Osisko Mining (OSK-T) projects better days ahead at its flagship, 100%-owned Canadian Malartic gold mine near Val d’Or, Que.
The Montreal-based miner says the setbacks that it endured in 2012, during its first full year of operations, are mainly behind it as it ramps up the mill to 55,000 tonnes a day during the second half of 2013.
Osisko plans to stabilize the mill at 50,000 tonnes a day by July, before expanding to 53,000-55,000 daily tonnes, allowing it to achieve its 2013 production guidance of 485,000 to 510,000 oz. gold. Cash costs are anticipated to fall within $780-$825 per oz., a 9-14% drop from 2012.
Gold grades for 2013 should average 1 gram per tonne with gold recovery coming in at 87%.
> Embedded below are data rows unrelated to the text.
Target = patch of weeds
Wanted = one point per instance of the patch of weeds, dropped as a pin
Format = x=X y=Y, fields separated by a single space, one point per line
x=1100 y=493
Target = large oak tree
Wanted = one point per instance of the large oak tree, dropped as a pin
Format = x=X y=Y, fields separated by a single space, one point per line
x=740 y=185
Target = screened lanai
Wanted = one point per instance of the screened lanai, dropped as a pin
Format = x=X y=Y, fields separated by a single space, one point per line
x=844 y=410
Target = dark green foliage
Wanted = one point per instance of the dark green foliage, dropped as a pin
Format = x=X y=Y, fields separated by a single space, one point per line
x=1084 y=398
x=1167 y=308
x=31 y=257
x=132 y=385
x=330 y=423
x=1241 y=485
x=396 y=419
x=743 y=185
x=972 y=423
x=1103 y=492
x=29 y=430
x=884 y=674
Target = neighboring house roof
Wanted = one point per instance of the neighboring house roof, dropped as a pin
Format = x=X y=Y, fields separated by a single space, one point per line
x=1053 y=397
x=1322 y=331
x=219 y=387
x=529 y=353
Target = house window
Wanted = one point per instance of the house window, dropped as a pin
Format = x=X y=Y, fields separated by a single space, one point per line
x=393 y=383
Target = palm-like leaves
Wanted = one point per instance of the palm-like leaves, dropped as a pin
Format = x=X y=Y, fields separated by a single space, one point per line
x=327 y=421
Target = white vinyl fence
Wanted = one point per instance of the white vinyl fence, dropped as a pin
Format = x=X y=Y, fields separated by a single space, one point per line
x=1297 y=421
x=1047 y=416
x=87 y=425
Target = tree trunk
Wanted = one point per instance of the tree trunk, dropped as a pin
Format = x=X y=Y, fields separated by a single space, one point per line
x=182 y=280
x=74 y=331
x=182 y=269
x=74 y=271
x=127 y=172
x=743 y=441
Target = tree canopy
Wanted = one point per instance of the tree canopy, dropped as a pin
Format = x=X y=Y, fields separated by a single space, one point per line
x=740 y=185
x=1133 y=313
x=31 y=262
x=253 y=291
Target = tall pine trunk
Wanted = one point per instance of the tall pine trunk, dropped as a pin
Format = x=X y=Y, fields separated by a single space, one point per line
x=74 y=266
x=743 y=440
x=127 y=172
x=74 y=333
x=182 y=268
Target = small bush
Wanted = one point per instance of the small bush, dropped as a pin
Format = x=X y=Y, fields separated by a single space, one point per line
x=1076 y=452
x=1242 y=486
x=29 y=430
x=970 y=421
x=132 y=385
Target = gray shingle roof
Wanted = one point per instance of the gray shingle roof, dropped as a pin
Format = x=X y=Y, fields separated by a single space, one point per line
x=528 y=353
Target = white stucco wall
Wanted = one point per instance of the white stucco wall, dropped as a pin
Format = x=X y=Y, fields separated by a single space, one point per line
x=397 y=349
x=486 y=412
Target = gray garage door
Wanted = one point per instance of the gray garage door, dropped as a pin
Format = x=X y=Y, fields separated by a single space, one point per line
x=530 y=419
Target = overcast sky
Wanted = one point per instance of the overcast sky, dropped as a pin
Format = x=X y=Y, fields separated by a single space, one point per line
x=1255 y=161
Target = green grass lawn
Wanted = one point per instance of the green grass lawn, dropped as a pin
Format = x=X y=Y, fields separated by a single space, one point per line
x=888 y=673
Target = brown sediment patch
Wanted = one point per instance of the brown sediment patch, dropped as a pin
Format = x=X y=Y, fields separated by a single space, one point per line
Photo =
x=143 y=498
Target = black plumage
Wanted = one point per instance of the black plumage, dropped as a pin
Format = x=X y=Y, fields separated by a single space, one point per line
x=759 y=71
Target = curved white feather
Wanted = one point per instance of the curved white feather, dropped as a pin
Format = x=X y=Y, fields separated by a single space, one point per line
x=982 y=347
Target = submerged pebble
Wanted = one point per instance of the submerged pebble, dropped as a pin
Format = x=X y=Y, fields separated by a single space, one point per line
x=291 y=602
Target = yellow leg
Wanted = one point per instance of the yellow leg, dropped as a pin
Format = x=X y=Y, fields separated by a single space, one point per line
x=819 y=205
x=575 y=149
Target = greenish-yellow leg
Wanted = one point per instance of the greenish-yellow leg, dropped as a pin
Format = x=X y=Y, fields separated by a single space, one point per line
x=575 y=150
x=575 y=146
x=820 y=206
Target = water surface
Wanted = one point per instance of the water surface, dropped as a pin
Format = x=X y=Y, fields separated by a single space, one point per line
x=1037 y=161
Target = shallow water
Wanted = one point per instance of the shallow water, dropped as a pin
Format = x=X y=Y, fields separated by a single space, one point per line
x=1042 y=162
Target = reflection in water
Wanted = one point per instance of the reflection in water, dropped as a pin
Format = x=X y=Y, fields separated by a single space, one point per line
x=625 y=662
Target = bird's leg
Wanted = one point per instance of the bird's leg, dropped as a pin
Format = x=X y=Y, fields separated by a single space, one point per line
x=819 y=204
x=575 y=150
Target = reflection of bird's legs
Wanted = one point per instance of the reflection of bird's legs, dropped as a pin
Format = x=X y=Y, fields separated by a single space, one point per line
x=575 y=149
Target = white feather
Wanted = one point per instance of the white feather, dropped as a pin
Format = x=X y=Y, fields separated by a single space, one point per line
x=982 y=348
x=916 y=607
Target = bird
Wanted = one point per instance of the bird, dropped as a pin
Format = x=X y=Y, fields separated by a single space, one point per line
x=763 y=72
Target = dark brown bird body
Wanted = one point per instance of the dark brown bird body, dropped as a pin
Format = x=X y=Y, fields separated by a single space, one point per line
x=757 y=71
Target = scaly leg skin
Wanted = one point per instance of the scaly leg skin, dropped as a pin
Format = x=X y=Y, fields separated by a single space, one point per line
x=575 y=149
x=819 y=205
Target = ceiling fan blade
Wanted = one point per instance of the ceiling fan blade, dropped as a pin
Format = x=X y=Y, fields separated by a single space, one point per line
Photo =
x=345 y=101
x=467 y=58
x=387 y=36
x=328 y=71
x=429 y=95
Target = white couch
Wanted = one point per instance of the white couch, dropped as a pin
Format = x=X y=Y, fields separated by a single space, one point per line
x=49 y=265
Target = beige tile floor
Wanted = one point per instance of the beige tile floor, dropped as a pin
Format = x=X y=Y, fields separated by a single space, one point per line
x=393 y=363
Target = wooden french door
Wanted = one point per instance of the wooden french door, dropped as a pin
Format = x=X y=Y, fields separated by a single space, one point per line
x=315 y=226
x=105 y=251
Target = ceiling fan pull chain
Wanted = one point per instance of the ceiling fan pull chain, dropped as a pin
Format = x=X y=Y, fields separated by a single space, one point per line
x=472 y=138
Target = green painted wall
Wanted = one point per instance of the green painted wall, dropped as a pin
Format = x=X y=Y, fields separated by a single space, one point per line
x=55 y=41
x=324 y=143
In 2012, the gold producer had a few hiccups at its flagship open-pit mine —located in Quebec’s Abitibi gold belt, near the town of Malartic — including a fire at the mill that resulted in 10 days of downtime in May, coupled with low equipment availability, noise restrictions and poor weather.
In the fourth quarter it said production was mainly impacted by a month-long delay in completing a 940,000-tonne blast over previously mined underground stopes to tap into the deposit’s north pit wall or higher-grade zones.
The company’s president and CEO Sean Roosen said on a recent conference call that it experienced a “few issues” in the quarter that dampened output, including delays with the Crown Pillar blast, which was finally blasted in late October, but impacted Osisko’s ability to mine higher grades.
“Q4 was affected by that, average grade coming down to 0.87 and the year ended 2012 at 0.96 grams which is basically on life of mine grade,” Roosen notes.
Fourth quarter production came in at 101,544 oz. at a cash cost of US$903 per oz., bringing full year output to 388,478 oz. at average cash costs of US$909 per oz.
Quarterly gold sales equaled 111,104 oz. at a sales price of US$1,709 per oz., bringing full-year sales to 394,603 oz. at an average price of US$1,669 per oz. gold.
Earnings for the quarter were $9.6 million, or 2¢ a share — a 74% drop from a year ago.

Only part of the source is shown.